If a,b,c are all unequal and different from 1 and the points `((t^(3))/(t-1),(t^(2)-3)/(t-1)),t=a,b,c` are collinear then `ab+bc+ca=`

To solve the problem, we need to determine the value of \( ab + bc + ca \) given that the points \(\left(\frac{t^3}{t-1}, \frac{t^2 - 3}{t-1}\right)\) for \(t = a, b, c\) are collinear. ### Step-by-Step Solution: 1. **Identify the Points**: We have three points based on the values of \(t\): - Point 1: \(\left(\frac{a^3}{a-1}, \frac{a^2 - 3}{a-1}\right)\) - Point 2: \(\left(\frac{b^3}{b-1}, \frac{b^2 - 3}{b-1}\right)\) - Point 3: \(\left(\frac{c^3}{c-1}, \frac{c^2 - 3}{c-1}\right)\) 2. **Collinearity Condition**: The points are collinear if the area formed by them is zero.

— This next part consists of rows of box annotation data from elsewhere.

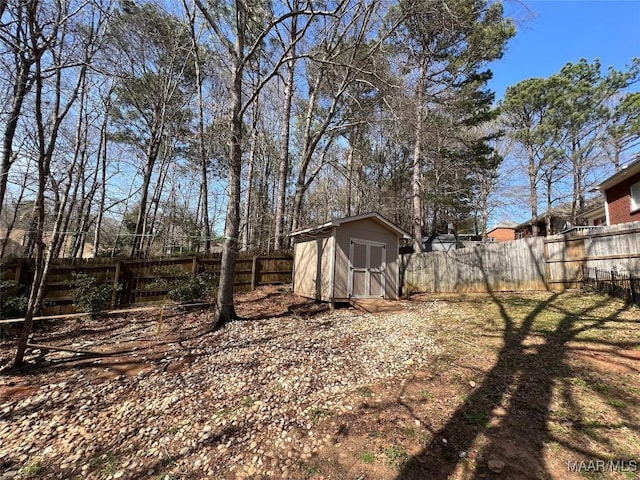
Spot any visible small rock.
[487,459,506,473]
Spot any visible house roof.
[289,212,411,238]
[598,157,640,192]
[487,223,517,235]
[515,194,604,230]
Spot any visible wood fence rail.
[401,222,640,294]
[0,253,293,315]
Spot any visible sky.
[490,0,640,100]
[489,0,640,226]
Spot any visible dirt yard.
[0,287,640,480]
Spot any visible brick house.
[598,157,640,225]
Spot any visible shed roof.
[289,212,411,239]
[598,156,640,192]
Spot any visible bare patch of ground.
[0,287,640,480]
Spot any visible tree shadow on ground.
[397,293,622,480]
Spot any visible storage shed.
[291,213,410,303]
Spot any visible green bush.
[147,272,216,303]
[71,272,119,313]
[167,273,214,303]
[0,280,29,319]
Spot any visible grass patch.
[89,450,120,476]
[420,388,435,402]
[18,460,47,480]
[607,398,627,408]
[464,412,489,427]
[360,452,376,465]
[356,387,374,398]
[309,407,329,422]
[384,444,409,468]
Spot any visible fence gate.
[349,239,387,298]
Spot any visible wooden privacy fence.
[0,254,293,315]
[401,222,640,294]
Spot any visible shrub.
[0,280,29,318]
[167,273,214,303]
[147,271,217,303]
[71,272,120,313]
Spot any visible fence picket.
[0,254,293,315]
[402,222,640,293]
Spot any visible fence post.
[251,255,259,290]
[111,260,122,310]
[629,274,640,307]
[191,256,198,276]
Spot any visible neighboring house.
[598,156,640,225]
[515,196,606,238]
[290,213,411,304]
[422,233,482,252]
[0,228,94,258]
[487,225,516,242]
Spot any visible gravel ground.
[0,296,438,479]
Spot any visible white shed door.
[349,239,387,298]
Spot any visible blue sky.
[489,0,640,226]
[490,0,640,100]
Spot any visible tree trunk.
[273,14,298,251]
[527,145,539,237]
[0,57,33,218]
[411,67,425,252]
[216,13,246,328]
[242,89,260,252]
[131,139,159,258]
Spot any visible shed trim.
[289,212,411,239]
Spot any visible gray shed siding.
[293,218,399,301]
[333,218,399,300]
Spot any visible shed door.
[349,239,387,298]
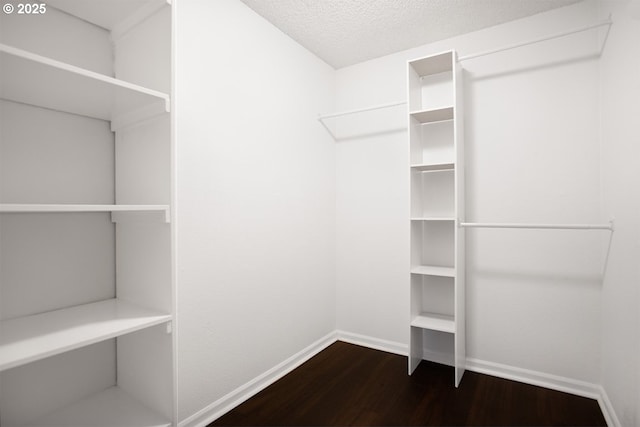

The area can be calculated using the determinant: \[ \text{Area} = \frac{1}{2} \begin{vmatrix} x_1 & y_1 & 1 \\ x_2 & y_2 & 1 \\ x_3 & y_3 & 1 \end{vmatrix} = 0 \] Substituting our points: \[ \frac{1}{2} \begin{vmatrix} \frac{a^3}{a-1} & \frac{a^2 - 3}{a-1} & 1 \\ \frac{b^3}{b-1} & \frac{b^2 - 3}{b-1} & 1 \\ \frac{c^3}{c-1} & \frac{c^2 - 3}{c-1} & 1 \end{vmatrix} = 0 \] 3. **Multiply Rows by Denominators**: To simplify, multiply the first row by \(a-1\), the second row by \(b-1\), and the third row by \(c-1\): \[ \begin{vmatrix} a^3 & a^2 - 3 & a - 1 \\ b^3 & b^2 - 3 & b - 1 \\ c^3 & c^2 - 3 & c - 1 \end{vmatrix} = 0 \] 4. **Apply Row Operations**: Perform row operations to simplify the determinant: - R1 - R2 - R2 - R3 This results in: \[ \begin{vmatrix} a^3 - b^3 & (a^2 - 3) - (b^2 - 3) & (a - 1) - (b - 1) \\ b^3 - c^3 & (b^2 - 3) - (c^2 - 3) & (b - 1) - (c - 1) \\ c^3 & c^2 - 3 & c - 1 \end{vmatrix} = 0 \] 5. **Factor the Determinant**: The determinant can be factored using the identities for the differences of cubes and squares: \[ (a-b)(a^2 + ab + b^2) \quad \text{and} \quad (b-c)(b^2 + bc + c^2) \] This gives: \[ (a-b)(b-c)(c-a) \cdot \text{(some polynomial in a, b, c)} = 0 \] 6. **Set the Polynomial to Zero**: The polynomial must equal zero for the determinant to be zero. This leads us to the equation: \[ ab + ac + bc - abc = a + b + c \] 7. **Rearranging the Equation**: Rearranging gives: \[ ab + ac + bc = abc + (a + b + c) \] 8. **Conclusion**: Thus, we find that: \[ ab + ac + bc = abc + (a + b + c) \] ### Final Answer: The value of \(ab + bc + ca\) is equal to \(abc + (a + b + c)\).